The panelists emphasized again and again just how much history intertwines with the Constitution. Often bundled together with the 13th and 15th Amendments as the “Reconstruction Amendments,” the 14th Amendment came on the heels of the Civil War and played an important role in establishing the Republican Party’s vision for Reconstruction while expanding federal powers to reign in misbehaving states. According to John Witt, a professor at Yale Law School, the Amendment was the end of one story and the beginning of another, offering the federal government a new means to prescribe justice throughout the country like it had enforced emancipation using executive war powers just a few years earlier.
Since then, the 14th Amendment has been the legal cornerstone for efforts to “federalize” and expand not only the Bill of Rights but also other fundamental rights found in the American legal tradition. Notable cases such as Miranda v. Arizona, Roe v. Wade, and even Obergefell v. Hodges (which extended the right to marry to same-sex couples last summer) all drew on the 14th Amendment and its “due process” and “equal protection” clauses.
Fascinatingly, many of the panels speakers made the case that the 14th Amendment not only cemented the death of slavery but also heralded the rise of human rights as we understand them today. Professor Amy Stanley of the University of Chicago made the claim that by giving rise to a “new conception of personhood by the virtue of simply being human,” the 14th Amendment “transformed understanding of humanity itself.” Although the Civil Rights Act of 1875 was eventually struck down, its proponents defended equal rights to “amusement” in theaters and other public venues using the language of the 14th Amendment and its new human rights vision. And in the second sentence of Section 1, “person” replaces “citizen,” which seemed to me like such a small slip but effectively extends the Amendment’s reach to people who do fit naturalized citizenship yet are nonetheless entitled to life, liberty, and property.

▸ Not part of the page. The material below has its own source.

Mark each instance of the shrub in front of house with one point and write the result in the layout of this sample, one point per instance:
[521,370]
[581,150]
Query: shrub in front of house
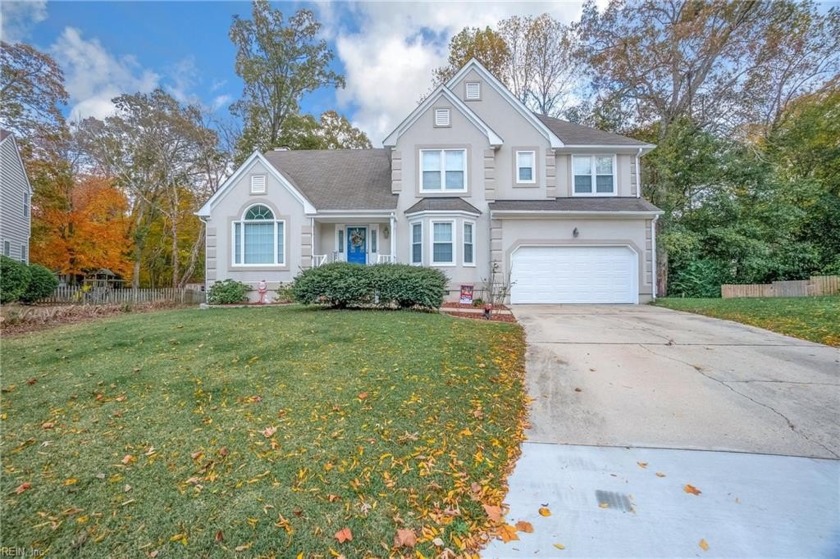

Ever since the Amendment’s ratification in 1868, a constellation of opponents have sought to restrict its effectiveness, especially when it comes to the federal government’s supremacy over state interests. Professor Tomiko Brown-Nagin of Harvard Law School described post-Reconstruction history as a “cycle of intervention followed by neglect – and even hostility – of the Reconstruction Amendments” that has prevented it from becoming the instrument of human equality that its writers likely intended to create. Nevertheless, the Second Reconstruction of the 1960s that saw a renewed interest in applying 14th Amendment protections in civil rights cases, a do-over fueled by social movements and the clear voices of Martin Luther King and other leaders. According to Brown-Nagin, the Reconstruction “lives on and gains new life” through the 14th Amendment as an ongoing project that has lasted for over 150 years.
The conversation eventually arrived at the significance of the 14th Amendment today and the role that the Constitution must play in modern-day politics. Witt argued that we should “not think of the Constitution as a text but rather as a collection of social mobilizations.” Most of the panelists agreed, citing America’s unwritten constitution (also the title of one of Akhil Amar’s books) and how it has changed throughout history to respond to new challenges and contexts, which many people fail to recognize. “Reclaiming the 14th Amendment begins with reclaiming the whole document and its history,” urged Amar. “This,” he said as he brandished the pocket Constitution that he carries wherever he goes, “is a rallying point for mobilization” – for gay rights, for voting rights, and for the unforeseen legal and social questions that future generations of Americans will have to decide.